Bernard Madoff was apparently convinced that it never even occurred to U.S. Securities and Exchange Commission staff he was running a Ponzi scheme, despite the agency's numerous probes of his business.

A document released on October 30 details a prison interview conducted in June by the SEC inspector general in which Madoff says he had the impression that “it never entered the SEC's mind that it was a Ponzi scheme.”

Madoff confided that he didn't bring a lawyer with him when he testified in an inquiry by the SEC's enforcement division because he believed he didn't need one - and he was trying to fool the government investigators into thinking he had nothing to hide.

The details emerged in a summary of inspector general David Kotz's interview with Madoff at the Metropolitan Correctional Centre in New York, released along with hundreds of other documents related to Kotz's extensive investigation of the SEC's failure to detect Madoff's fraudulent scheme for 16 years.

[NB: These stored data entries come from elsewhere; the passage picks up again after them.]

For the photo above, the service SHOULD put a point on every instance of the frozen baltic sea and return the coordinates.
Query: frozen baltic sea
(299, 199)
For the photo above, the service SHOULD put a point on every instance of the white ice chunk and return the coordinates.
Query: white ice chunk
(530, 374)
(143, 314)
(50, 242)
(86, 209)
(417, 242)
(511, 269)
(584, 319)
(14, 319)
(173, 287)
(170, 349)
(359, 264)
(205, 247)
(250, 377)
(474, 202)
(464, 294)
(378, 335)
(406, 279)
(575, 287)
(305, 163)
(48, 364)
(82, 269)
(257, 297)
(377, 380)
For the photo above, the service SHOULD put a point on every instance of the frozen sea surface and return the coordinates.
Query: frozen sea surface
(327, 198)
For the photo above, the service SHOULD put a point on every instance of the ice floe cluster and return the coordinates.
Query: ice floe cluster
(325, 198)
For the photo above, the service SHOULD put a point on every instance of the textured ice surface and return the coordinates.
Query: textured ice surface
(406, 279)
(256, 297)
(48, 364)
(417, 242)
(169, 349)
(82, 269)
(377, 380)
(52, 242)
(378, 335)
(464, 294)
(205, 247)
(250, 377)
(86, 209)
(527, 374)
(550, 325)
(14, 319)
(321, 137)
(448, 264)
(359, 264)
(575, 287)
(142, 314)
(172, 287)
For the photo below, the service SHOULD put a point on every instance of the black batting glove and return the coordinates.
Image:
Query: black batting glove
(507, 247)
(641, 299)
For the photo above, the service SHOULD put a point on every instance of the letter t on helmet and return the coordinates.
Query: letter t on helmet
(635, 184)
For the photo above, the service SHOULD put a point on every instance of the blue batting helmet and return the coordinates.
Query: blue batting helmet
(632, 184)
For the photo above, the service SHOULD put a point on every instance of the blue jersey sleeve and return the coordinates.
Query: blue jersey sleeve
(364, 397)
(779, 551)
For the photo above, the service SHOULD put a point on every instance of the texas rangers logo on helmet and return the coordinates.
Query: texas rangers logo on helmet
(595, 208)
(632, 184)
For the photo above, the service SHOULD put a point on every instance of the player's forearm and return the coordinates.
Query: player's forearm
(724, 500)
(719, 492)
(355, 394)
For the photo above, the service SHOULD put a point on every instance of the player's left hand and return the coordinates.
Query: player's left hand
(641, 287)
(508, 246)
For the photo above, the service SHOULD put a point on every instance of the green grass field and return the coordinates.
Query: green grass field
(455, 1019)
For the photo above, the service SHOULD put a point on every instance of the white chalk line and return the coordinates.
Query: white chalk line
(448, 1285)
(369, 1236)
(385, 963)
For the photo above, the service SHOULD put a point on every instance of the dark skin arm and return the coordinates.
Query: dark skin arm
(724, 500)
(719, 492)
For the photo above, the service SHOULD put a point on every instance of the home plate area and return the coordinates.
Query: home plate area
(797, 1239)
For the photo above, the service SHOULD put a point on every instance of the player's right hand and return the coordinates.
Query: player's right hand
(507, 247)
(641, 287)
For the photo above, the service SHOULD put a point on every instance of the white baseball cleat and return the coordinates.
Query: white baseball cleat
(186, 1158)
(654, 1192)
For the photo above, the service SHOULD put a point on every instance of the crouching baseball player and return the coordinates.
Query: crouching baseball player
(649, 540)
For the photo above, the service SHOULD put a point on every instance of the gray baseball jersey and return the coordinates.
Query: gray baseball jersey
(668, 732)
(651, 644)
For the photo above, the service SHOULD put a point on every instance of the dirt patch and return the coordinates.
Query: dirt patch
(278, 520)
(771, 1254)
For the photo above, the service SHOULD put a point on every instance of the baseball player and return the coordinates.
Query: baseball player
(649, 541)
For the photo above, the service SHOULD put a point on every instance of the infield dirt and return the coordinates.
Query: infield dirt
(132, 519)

Kotz also issued a statement saying his probe found no evidence to support Madoff's claim of having a “close relationship” with SEC chairwoman Mary Schapiro, who previously headed the Financial Industry Regulatory Authority, the brokerage industry's self-policing organization. Like the SEC, FINRA made periodic exams of Madoff's brokerage operation, which functioned separately from his investment business hidden from regulators' view.

An internal review by FINRA found a regulatory breakdown on the part of the organization in the Madoff case.

Madoff, 71, said in the interview that the SEC examiners ``never asked'' for basic records to corroborate his operations.

The former Nasdaq chairman pleaded guilty earlier this year to charges that his secretive investment advisory operation was a multibillion-dollar Ponzi scheme. He was sentenced to 150 years in prison.